DEARIE

 

Dearie” is a popular song written by David Mann; lyrics, by Bob Hilliard. The song was published in 1950. The Jo Stafford/Gordon MacRae record was recorded on January 14, 1950 and released by Capitol Records as catalog number 858. It first reached the Billboard magazine charts on March 3, 1950 and lasted 11 weeks on the chart, peaking at #12.[1]

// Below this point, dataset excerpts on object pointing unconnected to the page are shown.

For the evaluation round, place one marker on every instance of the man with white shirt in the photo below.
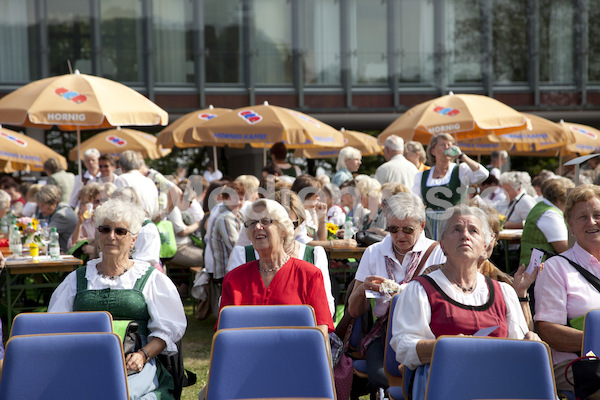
(397, 168)
(144, 187)
(92, 174)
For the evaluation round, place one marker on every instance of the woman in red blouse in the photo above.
(276, 278)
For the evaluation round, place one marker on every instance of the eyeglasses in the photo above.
(105, 230)
(405, 229)
(264, 222)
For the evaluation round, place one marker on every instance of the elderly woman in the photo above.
(349, 161)
(58, 214)
(562, 293)
(446, 183)
(275, 278)
(545, 224)
(516, 185)
(130, 290)
(401, 256)
(313, 254)
(457, 289)
(415, 153)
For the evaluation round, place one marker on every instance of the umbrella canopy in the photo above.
(462, 115)
(264, 125)
(367, 145)
(19, 152)
(78, 101)
(116, 141)
(179, 133)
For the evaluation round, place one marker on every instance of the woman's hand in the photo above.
(522, 280)
(135, 361)
(372, 282)
(532, 336)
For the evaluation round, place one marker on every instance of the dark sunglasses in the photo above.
(405, 229)
(105, 230)
(251, 223)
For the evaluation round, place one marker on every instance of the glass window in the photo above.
(509, 31)
(122, 40)
(69, 36)
(368, 41)
(173, 41)
(414, 52)
(593, 37)
(556, 41)
(272, 61)
(223, 41)
(18, 38)
(463, 41)
(320, 25)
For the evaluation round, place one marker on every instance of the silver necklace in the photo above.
(273, 269)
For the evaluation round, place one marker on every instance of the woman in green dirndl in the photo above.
(130, 290)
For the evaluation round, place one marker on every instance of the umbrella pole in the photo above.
(216, 165)
(79, 154)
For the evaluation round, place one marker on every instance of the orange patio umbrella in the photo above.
(264, 125)
(19, 152)
(366, 144)
(462, 115)
(116, 141)
(78, 101)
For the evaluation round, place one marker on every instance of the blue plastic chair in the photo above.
(591, 332)
(265, 316)
(490, 368)
(64, 366)
(270, 363)
(72, 322)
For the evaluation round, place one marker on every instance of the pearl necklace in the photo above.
(273, 269)
(111, 277)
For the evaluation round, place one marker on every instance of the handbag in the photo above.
(168, 245)
(366, 238)
(343, 372)
(586, 377)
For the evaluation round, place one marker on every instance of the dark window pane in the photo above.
(223, 41)
(69, 36)
(509, 30)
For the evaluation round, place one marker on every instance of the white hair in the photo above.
(394, 143)
(346, 153)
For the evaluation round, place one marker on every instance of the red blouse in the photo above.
(297, 282)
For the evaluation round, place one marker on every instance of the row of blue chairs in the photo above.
(64, 355)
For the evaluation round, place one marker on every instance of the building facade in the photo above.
(356, 63)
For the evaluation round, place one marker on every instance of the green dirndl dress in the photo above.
(154, 381)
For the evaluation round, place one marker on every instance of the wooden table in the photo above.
(508, 236)
(24, 273)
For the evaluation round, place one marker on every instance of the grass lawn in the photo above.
(196, 351)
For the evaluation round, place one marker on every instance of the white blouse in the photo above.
(167, 317)
(412, 314)
(238, 257)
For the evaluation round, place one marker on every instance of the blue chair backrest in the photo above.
(72, 322)
(270, 363)
(264, 316)
(489, 368)
(64, 366)
(591, 332)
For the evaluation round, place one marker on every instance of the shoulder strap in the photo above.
(250, 256)
(141, 282)
(424, 259)
(81, 279)
(309, 254)
(591, 278)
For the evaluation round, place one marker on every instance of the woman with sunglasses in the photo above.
(275, 277)
(129, 289)
(400, 256)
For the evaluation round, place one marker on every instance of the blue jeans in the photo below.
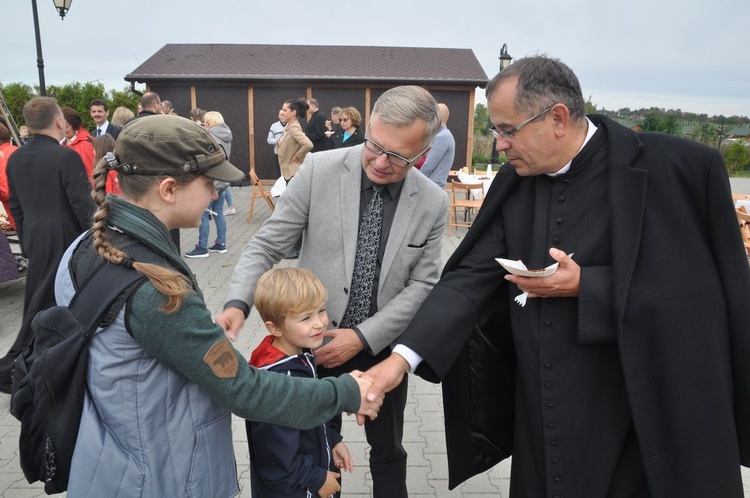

The various versions of the song (combined, as was normal for Cash Box magazine reached #4 on the Cash Box Best-Selling Records chart.


 

Dearie, do you remember when we

Waltzed to the Sousa band

My wasn’t the music grand

Chowder parties down by the seashore

Every Fourth of July, test your memory

My Dearie

Do you recall when Henry Ford couldn’t even fix

The running board under a Chandler six

Dearie, life was cheery

In the good old days gone by

Do you remember?

Uh huh!

Well if you remember

Wonderful!

Well Dearie, you’re much older than I

What? Hey, wait a minute, Honey, I just got a long memory that’s all.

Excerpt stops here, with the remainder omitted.